Маленький Альберт и большой скандалНо если поведение человека или животного полностью определяется внешними стимулами, значит, манипулируя ими, мы можем добиться любого желательного нам поведения? Уотсон не просто признавал это – уже в своей лекции-манифесте он заявил, что теоретической целью психологии «являются предсказание поведения и управление им». А когда эта цель будет достигнута, общественные лидеры, по мнению Уотсона, «смогут использовать наши данные на практике» – то есть манипулировать поведением людей. Разумеется, в интересах общества и для достижения разумных, научно обоснованных целей. Для нашего уха звучит страшновато – но ни Уотсон, ни его слушатели еще не были знакомы с опытом тоталитарных режимов и утопических социальных проектов XX века. Идея переустройства общества и даже самой человеческой природы на разумных, научных началах привлекала если не всех, то многих – и прежде всего людей с прогрессивными взглядами. И программа Уотсона прямо апеллировала к этим ожиданиям: «Дайте мне дюжину здоровых, нормально развитых младенцев и мой собственный особый мир, в котором я буду их растить, и я гарантирую, что, выбрав наугад ребенка, смогу сделать его по собственному усмотрению специалистом любого профиля – врачом, адвокатом, торговцем и даже попрошайкой или вором – вне зависимости от его талантов, наклонностей, профессиональных способностей и расовой принадлежности его предков».
В главе 6 мы вспомним об этом амбициозном заявлении и поговорим о том, чем на самом деле мог бы закончиться подобный эксперимент. Но пока что технология выращивания людей на заказ оставалась лишь мечтой. Чтобы хотя бы подступиться к ее разработке, нужно было сначала доказать фундаментальные утверждения бихевиоризма, в частности – что внешние стимулы определяют не только непосредственные реакции, но и долговременные устойчивые особенности психики и поведения. Например, некоторые вполне нейтральные, не полезные и не вредные предметы и явления вызывают у людей ничем не мотивированную симпатию, другие – столь же беспричинную неприязнь. Такое отношение может быть массовым (например, подавляющему большинству людей в самых разных культурах нравятся цветы – хотя никакого практического применения они обычно не имеют), но бывает и сугубо индивидуальным. Среди людей, выросших в одной и той же культуре, одни любят кошек, другие терпеть их не могут, третьи более или менее равнодушны к ним. Откуда берутся эти симпатии и антипатии? Каким образом внешние воздействия могут их определять?

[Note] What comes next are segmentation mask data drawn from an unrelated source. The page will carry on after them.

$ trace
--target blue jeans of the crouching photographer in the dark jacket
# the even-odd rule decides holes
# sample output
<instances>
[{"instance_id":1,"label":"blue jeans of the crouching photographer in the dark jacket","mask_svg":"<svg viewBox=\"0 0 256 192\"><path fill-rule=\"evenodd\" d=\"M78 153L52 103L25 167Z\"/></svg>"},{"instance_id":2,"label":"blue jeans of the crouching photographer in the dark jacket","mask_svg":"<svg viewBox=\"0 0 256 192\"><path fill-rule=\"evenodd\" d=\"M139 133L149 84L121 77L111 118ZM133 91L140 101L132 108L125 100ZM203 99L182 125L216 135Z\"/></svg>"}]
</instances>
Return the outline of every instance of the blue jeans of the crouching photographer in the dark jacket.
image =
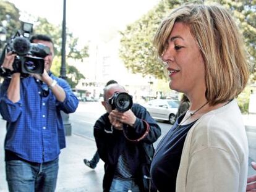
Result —
<instances>
[{"instance_id":1,"label":"blue jeans of the crouching photographer in the dark jacket","mask_svg":"<svg viewBox=\"0 0 256 192\"><path fill-rule=\"evenodd\" d=\"M109 192L140 192L139 186L132 180L119 180L117 178L113 179Z\"/></svg>"}]
</instances>

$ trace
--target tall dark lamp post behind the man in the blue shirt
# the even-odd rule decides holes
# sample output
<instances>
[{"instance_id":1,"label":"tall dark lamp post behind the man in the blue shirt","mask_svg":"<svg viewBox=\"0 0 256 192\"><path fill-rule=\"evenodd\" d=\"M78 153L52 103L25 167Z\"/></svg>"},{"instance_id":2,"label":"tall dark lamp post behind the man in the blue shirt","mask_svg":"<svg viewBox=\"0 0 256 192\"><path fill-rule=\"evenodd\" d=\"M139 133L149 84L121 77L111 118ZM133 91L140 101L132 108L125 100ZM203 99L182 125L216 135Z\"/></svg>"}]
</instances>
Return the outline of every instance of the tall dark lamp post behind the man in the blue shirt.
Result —
<instances>
[{"instance_id":1,"label":"tall dark lamp post behind the man in the blue shirt","mask_svg":"<svg viewBox=\"0 0 256 192\"><path fill-rule=\"evenodd\" d=\"M66 0L63 0L63 20L62 20L62 46L61 46L61 78L65 79L66 76ZM69 114L61 111L62 120L66 136L72 134L72 127L69 122Z\"/></svg>"}]
</instances>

Уотсон придумал эксперимент, который должен был ответить на этот вопрос, и в конце 1919 года вместе со своей аспиранткой Розали Райнер приступил к его проведению. Подопытным стал 11-месячный мальчик, сын молодой нянечки из детского отделения клиники университета Джонса Хопкинса (в котором работали Уотсон и Райнер), обозначенный в написанной по итогам эксперимента статье как Альберт Б. (Много лет спустя, когда давний эксперимент снова стал предметом обсуждения специалистов, за его объектом закрепилось прозвище Маленький Альберт.) Эксперимент начался с того, что ребенку предъявляли разные объекты: живую белую крысу, несколько масок, хлопковую пряжу и т. д. Мальчик живо интересовался всеми этими штуками, тянулся потрогать их и, во всяком случае, не проявлял никакого страха – в чем и хотели убедиться исследователи.

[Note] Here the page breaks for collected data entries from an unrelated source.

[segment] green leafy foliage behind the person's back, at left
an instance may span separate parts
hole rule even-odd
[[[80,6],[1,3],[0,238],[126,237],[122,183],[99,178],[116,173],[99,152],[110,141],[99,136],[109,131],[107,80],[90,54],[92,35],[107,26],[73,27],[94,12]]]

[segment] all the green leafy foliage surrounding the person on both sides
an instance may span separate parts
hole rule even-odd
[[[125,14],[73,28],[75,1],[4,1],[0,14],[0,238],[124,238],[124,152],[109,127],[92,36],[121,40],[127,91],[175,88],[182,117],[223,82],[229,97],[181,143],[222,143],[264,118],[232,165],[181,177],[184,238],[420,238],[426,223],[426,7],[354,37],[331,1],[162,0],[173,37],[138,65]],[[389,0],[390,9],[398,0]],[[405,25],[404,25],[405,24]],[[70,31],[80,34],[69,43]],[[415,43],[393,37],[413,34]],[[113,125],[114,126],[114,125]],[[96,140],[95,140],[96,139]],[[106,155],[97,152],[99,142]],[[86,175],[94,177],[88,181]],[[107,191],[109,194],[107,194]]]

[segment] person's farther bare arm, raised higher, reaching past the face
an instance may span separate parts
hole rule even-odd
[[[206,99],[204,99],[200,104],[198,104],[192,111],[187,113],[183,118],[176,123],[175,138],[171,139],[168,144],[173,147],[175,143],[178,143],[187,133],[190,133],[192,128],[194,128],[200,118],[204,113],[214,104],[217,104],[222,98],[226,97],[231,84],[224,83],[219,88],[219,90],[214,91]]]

Затем Уотсон и Райнер приступили к собственно «воспитанию чувств». Ребенку опять приносили белую крысу, и в тот момент, когда он тянулся к ней, один из экспериментаторов за ширмой ударял молотком в стальную полосу (ранее было выяснено, что Альберт пугается этого звука). Малыш испуганно отдергивал руку, потом успокаивался, снова тянулся к зверьку – и страшный гром гремел снова. Вскоре ребенок перестал пытаться прикоснуться к крысе, а когда она сама приближалась к нему, начинал плакать. В последующие дни он плакал, как только крыса появлялась в лаборатории.